Yesterday Senator Rick Santorum was allowed to pimp the book someone else wrote under his name, It Takes a Family in a Q&A with Washington Post readers. This question and answer can not go without comment:

DuBois, Pa.: It may take a family, but what do you say to families who need both parents to work in order to make ends meet, and that includes the high cost of child care that makes it even more difficult for parents to survive in this economy?

Senator Rick Santorum: That’s a very important question. I say in the book that it’s important for the government as well as society to be there in order to help moms and dads raise children. One place the government does not help is through taxes. In fact in 1950 the average American family paid 2% in taxes.
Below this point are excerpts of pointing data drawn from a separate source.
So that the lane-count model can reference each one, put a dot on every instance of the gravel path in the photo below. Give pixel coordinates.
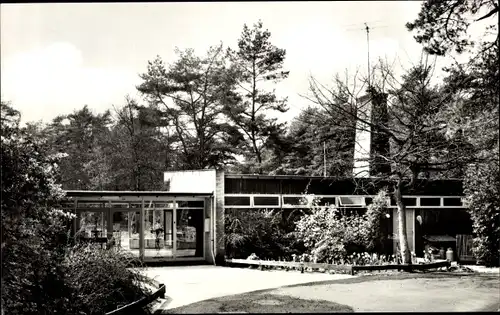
(190, 284)
(468, 293)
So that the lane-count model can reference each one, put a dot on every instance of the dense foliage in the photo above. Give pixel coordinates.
(42, 273)
(441, 27)
(265, 233)
(483, 200)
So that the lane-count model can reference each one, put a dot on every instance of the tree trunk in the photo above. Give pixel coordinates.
(403, 239)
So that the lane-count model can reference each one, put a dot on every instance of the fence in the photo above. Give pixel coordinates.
(135, 306)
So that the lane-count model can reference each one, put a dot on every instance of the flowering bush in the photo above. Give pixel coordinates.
(41, 273)
(327, 235)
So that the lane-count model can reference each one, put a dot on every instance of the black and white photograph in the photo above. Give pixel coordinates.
(250, 157)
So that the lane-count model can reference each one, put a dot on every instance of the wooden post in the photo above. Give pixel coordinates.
(174, 229)
(141, 231)
(75, 221)
(110, 222)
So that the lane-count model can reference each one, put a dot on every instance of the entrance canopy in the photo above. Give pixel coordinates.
(152, 225)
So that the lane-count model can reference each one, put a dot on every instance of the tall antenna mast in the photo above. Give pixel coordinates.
(368, 46)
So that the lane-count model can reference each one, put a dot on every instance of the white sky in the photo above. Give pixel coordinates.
(58, 57)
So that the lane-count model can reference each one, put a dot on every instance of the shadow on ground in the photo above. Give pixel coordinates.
(260, 303)
(407, 292)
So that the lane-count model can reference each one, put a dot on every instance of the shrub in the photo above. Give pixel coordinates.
(327, 235)
(100, 280)
(483, 201)
(263, 232)
(375, 218)
(41, 273)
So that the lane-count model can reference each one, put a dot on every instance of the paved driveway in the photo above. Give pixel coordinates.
(189, 284)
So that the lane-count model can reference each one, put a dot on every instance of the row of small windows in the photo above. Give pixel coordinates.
(346, 201)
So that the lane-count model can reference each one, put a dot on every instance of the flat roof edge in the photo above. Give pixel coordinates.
(134, 193)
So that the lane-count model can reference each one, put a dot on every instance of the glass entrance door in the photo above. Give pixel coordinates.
(190, 224)
(158, 233)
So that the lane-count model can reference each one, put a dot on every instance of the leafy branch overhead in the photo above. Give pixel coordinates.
(255, 64)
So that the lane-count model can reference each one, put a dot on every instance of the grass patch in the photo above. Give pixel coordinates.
(260, 303)
(400, 276)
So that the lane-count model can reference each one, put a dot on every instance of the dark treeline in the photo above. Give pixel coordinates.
(199, 111)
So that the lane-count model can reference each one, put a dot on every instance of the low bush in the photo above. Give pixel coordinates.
(481, 187)
(100, 279)
(267, 233)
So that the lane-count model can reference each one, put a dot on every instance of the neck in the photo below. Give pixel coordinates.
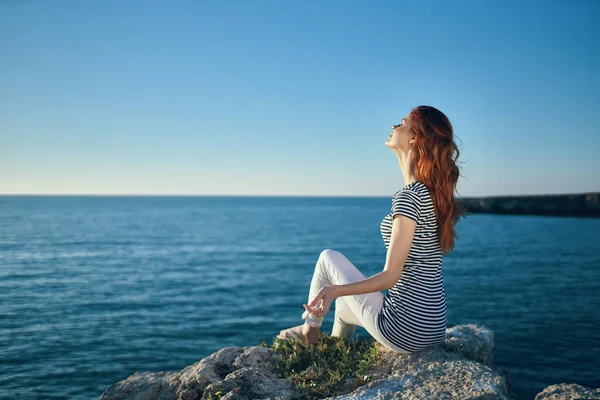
(404, 159)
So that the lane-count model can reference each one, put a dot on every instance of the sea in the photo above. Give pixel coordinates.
(95, 288)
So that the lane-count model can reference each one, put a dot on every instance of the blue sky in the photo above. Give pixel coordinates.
(293, 97)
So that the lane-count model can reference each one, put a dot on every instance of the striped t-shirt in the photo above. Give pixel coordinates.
(413, 314)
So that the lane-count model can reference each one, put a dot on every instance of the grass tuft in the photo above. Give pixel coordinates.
(320, 370)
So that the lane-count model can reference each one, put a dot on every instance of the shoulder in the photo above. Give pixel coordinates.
(417, 189)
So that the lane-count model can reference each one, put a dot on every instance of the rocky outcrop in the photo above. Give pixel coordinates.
(583, 205)
(568, 391)
(461, 368)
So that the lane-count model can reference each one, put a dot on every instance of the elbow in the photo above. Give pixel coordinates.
(390, 282)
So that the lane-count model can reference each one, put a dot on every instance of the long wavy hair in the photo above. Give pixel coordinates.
(435, 164)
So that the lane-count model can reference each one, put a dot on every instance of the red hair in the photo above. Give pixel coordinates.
(435, 164)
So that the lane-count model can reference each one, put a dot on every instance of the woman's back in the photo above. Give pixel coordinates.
(413, 315)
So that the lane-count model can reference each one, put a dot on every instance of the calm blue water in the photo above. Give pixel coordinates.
(93, 289)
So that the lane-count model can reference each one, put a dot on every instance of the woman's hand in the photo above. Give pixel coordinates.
(327, 294)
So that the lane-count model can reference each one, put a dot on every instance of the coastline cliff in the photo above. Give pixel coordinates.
(579, 205)
(461, 368)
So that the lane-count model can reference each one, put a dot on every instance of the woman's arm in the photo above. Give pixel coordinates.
(403, 231)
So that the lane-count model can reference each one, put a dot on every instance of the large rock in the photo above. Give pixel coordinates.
(461, 368)
(567, 392)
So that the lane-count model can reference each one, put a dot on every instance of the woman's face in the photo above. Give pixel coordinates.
(401, 135)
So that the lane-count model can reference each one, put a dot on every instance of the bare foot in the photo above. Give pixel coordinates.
(305, 332)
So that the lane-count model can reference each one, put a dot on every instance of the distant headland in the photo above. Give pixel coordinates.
(572, 205)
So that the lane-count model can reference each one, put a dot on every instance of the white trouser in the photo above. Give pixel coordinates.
(333, 268)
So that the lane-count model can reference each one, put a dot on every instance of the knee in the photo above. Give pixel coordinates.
(326, 253)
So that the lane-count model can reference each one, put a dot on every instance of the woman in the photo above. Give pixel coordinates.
(417, 232)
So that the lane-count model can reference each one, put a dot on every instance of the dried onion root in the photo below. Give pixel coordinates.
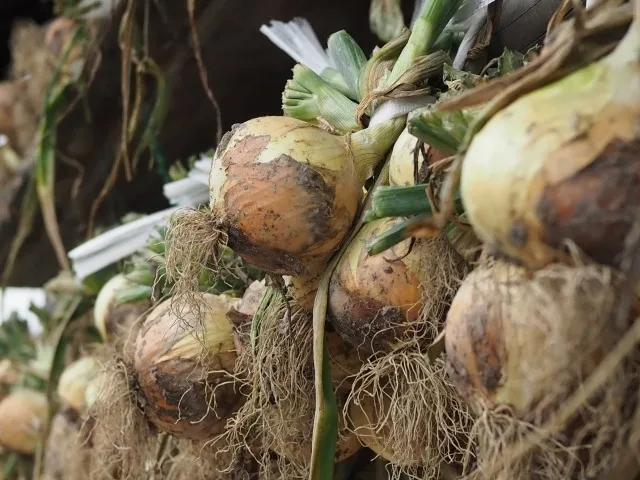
(278, 413)
(393, 305)
(519, 345)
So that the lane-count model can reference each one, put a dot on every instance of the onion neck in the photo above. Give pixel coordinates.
(369, 145)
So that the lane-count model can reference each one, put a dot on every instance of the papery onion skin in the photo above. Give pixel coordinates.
(110, 317)
(177, 378)
(283, 214)
(370, 296)
(504, 322)
(74, 381)
(401, 161)
(560, 165)
(23, 414)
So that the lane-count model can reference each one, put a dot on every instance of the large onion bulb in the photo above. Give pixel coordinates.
(375, 302)
(182, 367)
(520, 340)
(287, 191)
(23, 414)
(110, 317)
(559, 165)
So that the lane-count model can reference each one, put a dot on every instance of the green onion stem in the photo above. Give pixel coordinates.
(434, 16)
(308, 97)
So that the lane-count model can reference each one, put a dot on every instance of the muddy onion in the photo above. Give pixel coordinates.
(110, 317)
(182, 372)
(74, 380)
(375, 301)
(517, 339)
(23, 414)
(287, 191)
(560, 165)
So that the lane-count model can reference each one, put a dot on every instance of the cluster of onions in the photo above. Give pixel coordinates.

Today that average American family pays 27% in taxes to the federal government.

Does Santorum really think that taxes are 13.5 times higher than they were in 1950?

You can measure effective tax rate as the Center on Budget and Policy Priorities does:

Or average tax burden as Santorum ally Grover Norquist‘s Americans for Tax Reform does:

The Happiness Quotient. 1950s vs. Today. In the “Happy Days” of 1955, the median family paid 27.7 percent of its income in total taxes. By 1995 its total tax burden claimed 38.2 percent of income.

No one’s numbers suggest anything near what Santorum claims. Maybe he’s measuring in Man-on-Dog years.

**Late update: I understand that you can’t exactly fling feces at a sitting U.S. Senator, but John Stewart took a dive last night. If he couldn’t have done any better than that, he should have passed on the booking.